JD Beyond Physical Retail
Towards the end of the period, we launched our loyalty programme pilot scheme, JD Status, across ten stores around Manchester. It is very early days in the scheme but initial results are encouraging with a very positive reaction from our customers and brand partners. Assuming continued success, the next stage would be a programme rollout across the UK.
We continue to invest in other areas of our omnichannel strategy to develop our capability. An end-to-end cyber improvement programme was initiated in the period to strengthen security architecture and we have an ambitious development roadmap in place to enhance this further. We also commenced the initial scoping for a new global e-commerce platform.
In addition, to keep ahead of our footprint growth, we continue to make improvements and investments in our supply chain. All major projects are progressing at pace. Our new European DC at Heerlen, in The Netherlands, will start receiving stock by December 2023 ahead of starting to ship to stores from early 2024 as planned. The fit out of the latest technology and automation solutions is underway, enabling it to serve as the logistics hub for all JD operations across Continental Europe. Our new UK B2C facility in Derby is moving towards optimum capacity and is on track to fulfil most UK online orders ahead of our peak trading period in Q4 2023. The planned exit from the temporary third-party logistics DC in Leeds was completed as planned earlier this year.

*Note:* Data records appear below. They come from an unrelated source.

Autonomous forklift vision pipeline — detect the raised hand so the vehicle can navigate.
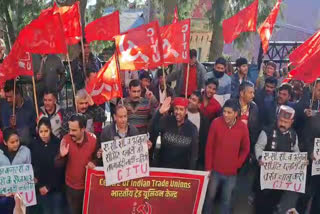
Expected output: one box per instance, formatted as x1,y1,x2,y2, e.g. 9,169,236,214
159,97,171,114
60,139,69,157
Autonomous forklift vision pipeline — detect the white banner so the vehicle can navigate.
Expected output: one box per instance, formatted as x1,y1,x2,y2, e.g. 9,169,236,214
311,138,320,176
101,134,149,186
260,152,308,193
0,164,37,206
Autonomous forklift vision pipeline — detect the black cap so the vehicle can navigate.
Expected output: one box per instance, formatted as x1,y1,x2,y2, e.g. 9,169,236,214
236,57,248,67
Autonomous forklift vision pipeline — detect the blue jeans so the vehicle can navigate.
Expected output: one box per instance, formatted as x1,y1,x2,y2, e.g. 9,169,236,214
203,170,237,214
38,192,63,214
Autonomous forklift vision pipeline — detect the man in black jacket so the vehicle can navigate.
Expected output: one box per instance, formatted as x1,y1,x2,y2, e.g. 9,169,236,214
254,77,278,129
239,81,261,153
150,69,174,104
151,97,199,170
188,91,210,170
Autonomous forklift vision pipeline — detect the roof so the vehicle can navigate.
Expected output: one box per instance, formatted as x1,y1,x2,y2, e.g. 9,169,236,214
103,7,145,33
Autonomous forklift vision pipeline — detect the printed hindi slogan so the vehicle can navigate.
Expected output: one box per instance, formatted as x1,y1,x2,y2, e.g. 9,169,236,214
311,138,320,176
260,152,308,193
0,164,37,206
83,168,209,214
101,134,149,186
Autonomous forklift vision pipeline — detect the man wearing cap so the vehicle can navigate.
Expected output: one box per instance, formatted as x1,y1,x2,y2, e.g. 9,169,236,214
167,49,206,96
231,57,248,98
150,97,199,169
61,89,106,137
256,61,278,89
206,57,231,106
123,80,156,134
200,78,221,122
255,105,300,214
150,69,174,104
203,99,250,214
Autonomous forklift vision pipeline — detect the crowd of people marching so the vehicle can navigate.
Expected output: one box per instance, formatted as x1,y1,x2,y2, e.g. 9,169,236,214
0,41,320,214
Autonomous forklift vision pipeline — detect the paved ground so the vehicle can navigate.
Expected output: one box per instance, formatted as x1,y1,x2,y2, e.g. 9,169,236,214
214,167,298,214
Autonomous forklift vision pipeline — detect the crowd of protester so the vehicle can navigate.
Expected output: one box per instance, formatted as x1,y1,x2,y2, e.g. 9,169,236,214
0,45,320,214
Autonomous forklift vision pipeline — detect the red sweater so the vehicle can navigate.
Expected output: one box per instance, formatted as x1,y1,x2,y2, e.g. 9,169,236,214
205,117,250,175
56,131,96,190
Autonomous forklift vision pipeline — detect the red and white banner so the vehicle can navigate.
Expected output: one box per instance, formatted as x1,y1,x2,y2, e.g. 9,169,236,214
160,19,190,65
115,21,163,71
83,168,209,214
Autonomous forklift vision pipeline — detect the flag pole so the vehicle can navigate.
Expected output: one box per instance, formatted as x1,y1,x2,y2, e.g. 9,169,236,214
66,52,78,112
184,63,190,98
162,64,167,98
310,80,317,110
12,78,17,115
115,47,124,105
32,75,39,118
78,1,87,85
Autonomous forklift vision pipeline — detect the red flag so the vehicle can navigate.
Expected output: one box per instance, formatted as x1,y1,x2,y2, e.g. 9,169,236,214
53,1,82,45
160,19,190,65
289,30,320,66
85,11,120,42
222,0,259,44
19,12,67,54
172,6,179,24
115,21,163,71
258,0,282,53
8,37,33,76
289,51,320,83
86,55,122,105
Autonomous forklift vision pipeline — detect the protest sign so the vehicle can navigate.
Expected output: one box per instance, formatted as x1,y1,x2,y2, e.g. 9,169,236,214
83,168,209,214
260,152,308,193
101,134,149,186
311,138,320,175
0,164,37,206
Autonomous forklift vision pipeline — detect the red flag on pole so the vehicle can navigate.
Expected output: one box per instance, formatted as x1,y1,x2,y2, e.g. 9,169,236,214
222,0,259,44
258,0,282,53
8,37,33,76
115,21,163,71
86,55,122,105
289,51,320,83
289,30,320,66
19,9,67,54
53,1,82,45
172,5,179,24
85,11,120,42
160,19,190,65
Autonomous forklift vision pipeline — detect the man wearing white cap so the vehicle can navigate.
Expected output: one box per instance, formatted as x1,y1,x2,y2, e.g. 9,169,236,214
255,105,299,214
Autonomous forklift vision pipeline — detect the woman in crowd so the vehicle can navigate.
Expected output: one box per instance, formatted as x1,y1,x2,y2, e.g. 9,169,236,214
0,128,31,214
30,117,64,214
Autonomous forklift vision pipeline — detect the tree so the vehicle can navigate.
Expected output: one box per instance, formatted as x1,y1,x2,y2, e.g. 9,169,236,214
207,0,283,61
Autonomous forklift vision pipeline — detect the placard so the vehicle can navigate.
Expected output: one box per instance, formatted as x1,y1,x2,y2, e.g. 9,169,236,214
311,138,320,176
0,164,37,207
101,134,149,186
83,168,209,214
260,151,308,193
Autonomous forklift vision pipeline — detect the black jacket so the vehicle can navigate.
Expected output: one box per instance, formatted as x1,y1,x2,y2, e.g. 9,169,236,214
30,135,64,192
151,111,199,170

People, Partners & Communities
Our people are at the heart of our business. We have invested an annual £45m in our retail colleagues’ base salaries to ensure we recruit and retain the best talent and, following this investment, we have seen a significant reduction in colleague turnover. We are also investing in a new global HRIS project which will ensure a much more seamless HR experience for our people.
Our new global leadership team is almost fully embedded now and driving the JD First strategy across the business. In October, Dominic Platt will join as the Group’s new Chief Financial Officer and Adam Warne will join as the new Chief Technology Officer, taking full responsibility for our systems across the globe.
Our partner relationships are as strong as ever. We are Nike’s key global partner, while we are Adidas’s biggest global partner for the ‘terrace’ category, within which we’ve seen a great performance from Gazelle and Samba. Alongside the larger brands, through our scale and global reach, we are well placed to support the global development of fast-growing brands and in H1 we saw particularly strong growth from New Balance and On Running.
Our commitment to our community is showcased through our ongoing partnership with the JD Foundation and various community support programmes across the regions, such as the Shoe Palace ‘Believe to Achieve’ programme. The JD Foundation strategy is evolving to focus on building stronger youth communities and transforming young people’s lives through opportunities, engagement and social change.